At its Jan. 8 meeting, the Tulare County Board of Supervisors approved a memorandum of understanding (MOU) with the Friant Water Authority (FWA) to allow five county-owned bridges crossing the Friant-Kern Canal to be partially submerged to accommodate increased water flows down the canal. The five bridges cross the canal near Terra Bella. More specifically, the bridges are where the canal intersects Avenue 96, Road 208, Avenue 88, Avenue 80, and Road 192.
“No water will actually encroach onto the roadway,” said Doug DeFlitch, chief operating officer for FWA. “The water may touch the bottom of the bridge which is why we needed the MOU.”
DeFlitch said Lindsay-based FWA will raise the sidewalls of the canal between Terra Bella and Pixley by two to three feet to restore water flow capacity lost to subsidence during the drought between 2012 and 2017.
The Friant-Kern Canal is owned by the U.S. Bureau of Reclamation but is operated by FWA. It carries surface water released from Friant Dam northeast of Fresno 152 miles south to Bakersfield. The gravity-fed canal was designed in the 1940s to drop 6 inches every mile and convey water without the use of pumps.

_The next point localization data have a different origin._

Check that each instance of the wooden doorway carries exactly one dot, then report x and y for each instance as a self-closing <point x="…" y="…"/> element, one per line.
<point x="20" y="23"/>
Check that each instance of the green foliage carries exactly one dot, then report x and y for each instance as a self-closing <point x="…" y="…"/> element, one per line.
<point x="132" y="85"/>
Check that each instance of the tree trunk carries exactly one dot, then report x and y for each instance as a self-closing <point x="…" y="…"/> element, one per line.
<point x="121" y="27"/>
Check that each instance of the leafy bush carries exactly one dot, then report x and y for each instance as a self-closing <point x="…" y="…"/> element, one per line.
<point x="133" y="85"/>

At the height of the drought in 2014 and 2015, FWA did not have enough surface water behind the dam to meet the needs of its members, forcing cities, water districts and farms to rely heavily on pumping water out of the ground. The problem is most pronounced in the Deer Creek region between Terra Bella and Pixley. At one point, the canal dropped five inches in five months, illustrated by canal water almost lapping up against the bottom of a bridge on Avenue 96. The more than 3 foot drop in as many years reduced the flow of the canal by 60% from a average flow of 2,500 cfs to 1,600 cfs, effectively cutting off supply to the lower third of the canal’s water users.
Over the next two months, DeFlitch said FWA will add a rubberized material to the top of the canal to extend its lining and increase its capacity by 300 cubic feet of water per second (cfs) in this sunken section. Work needs to be completed before late spring through summer when dam releases are the primary source for water for 1,500 small farms and several communities, including Lindsay and Strathmore.

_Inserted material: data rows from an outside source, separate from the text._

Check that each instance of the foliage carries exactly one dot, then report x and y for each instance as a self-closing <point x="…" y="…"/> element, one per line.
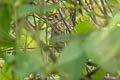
<point x="59" y="39"/>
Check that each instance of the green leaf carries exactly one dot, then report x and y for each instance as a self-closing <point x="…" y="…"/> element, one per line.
<point x="72" y="61"/>
<point x="6" y="40"/>
<point x="84" y="27"/>
<point x="104" y="49"/>
<point x="4" y="18"/>
<point x="27" y="63"/>
<point x="29" y="9"/>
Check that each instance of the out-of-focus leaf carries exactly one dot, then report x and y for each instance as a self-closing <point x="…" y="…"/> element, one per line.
<point x="72" y="61"/>
<point x="104" y="47"/>
<point x="27" y="63"/>
<point x="63" y="38"/>
<point x="104" y="50"/>
<point x="6" y="40"/>
<point x="29" y="9"/>
<point x="4" y="18"/>
<point x="84" y="27"/>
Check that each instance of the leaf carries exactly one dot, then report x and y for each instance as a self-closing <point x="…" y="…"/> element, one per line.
<point x="4" y="18"/>
<point x="27" y="63"/>
<point x="6" y="40"/>
<point x="68" y="37"/>
<point x="84" y="27"/>
<point x="29" y="9"/>
<point x="72" y="61"/>
<point x="104" y="49"/>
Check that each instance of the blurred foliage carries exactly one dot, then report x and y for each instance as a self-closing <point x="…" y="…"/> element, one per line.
<point x="59" y="39"/>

“The bottom and sides of bridges will be soaked for one or two months during peak delivery,” said DeFlitch, but the MOU allows for pressure flow conditions for up to six months of the year.
While FWA did re-seal some of the old linings throughout this stretch last year, DeFlitch said this is the first effort to increase flows through the area. He said work will begin soon to seal all of the joints around the bridges, add a waterproof coating to the undercarriage of the bridges, and apply anti-rust coating to all exposed steel surfaces of the bridges.

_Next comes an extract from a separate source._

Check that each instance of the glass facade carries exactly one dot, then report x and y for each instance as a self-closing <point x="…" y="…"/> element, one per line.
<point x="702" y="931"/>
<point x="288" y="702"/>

In March 2017, FWA and their engineering consultant, Stantec Inc., conducted a field review of all five bridges and performed a structural analysis to evaluate the stability and structural capacity to withstand pressure flows. Results of the analysis indicate that all five bridges are stable and have sufficient structural strength under pressure flow conditions. However, FWA has developed a list of mitigation measures to ensure the bridges are not damaged or experience deterioration at an accelerated rate. As part of the agreement with the county, FWA monitor the bridges for settlement and debris every six months, patch areas where concrete is chipping or delaminating, conduct independent inspections and reporting of bridges every six months, and provide assistance with load rating analysis.
Under the MOU, FWA is responsible for all preventative maintenance work on the county-owned bridges for the next 10 years. After the 10-year term, FWA is expected to implement a long-term solution to the subsidence problem.
DeFlitch said FWA is in the planning stages of two, long-term fixes to the collapsed portion of the canal. One is to build a parallel waterway to bypass the subsidence and the other is to widen the existing canal to flow water over and around the depressed areas.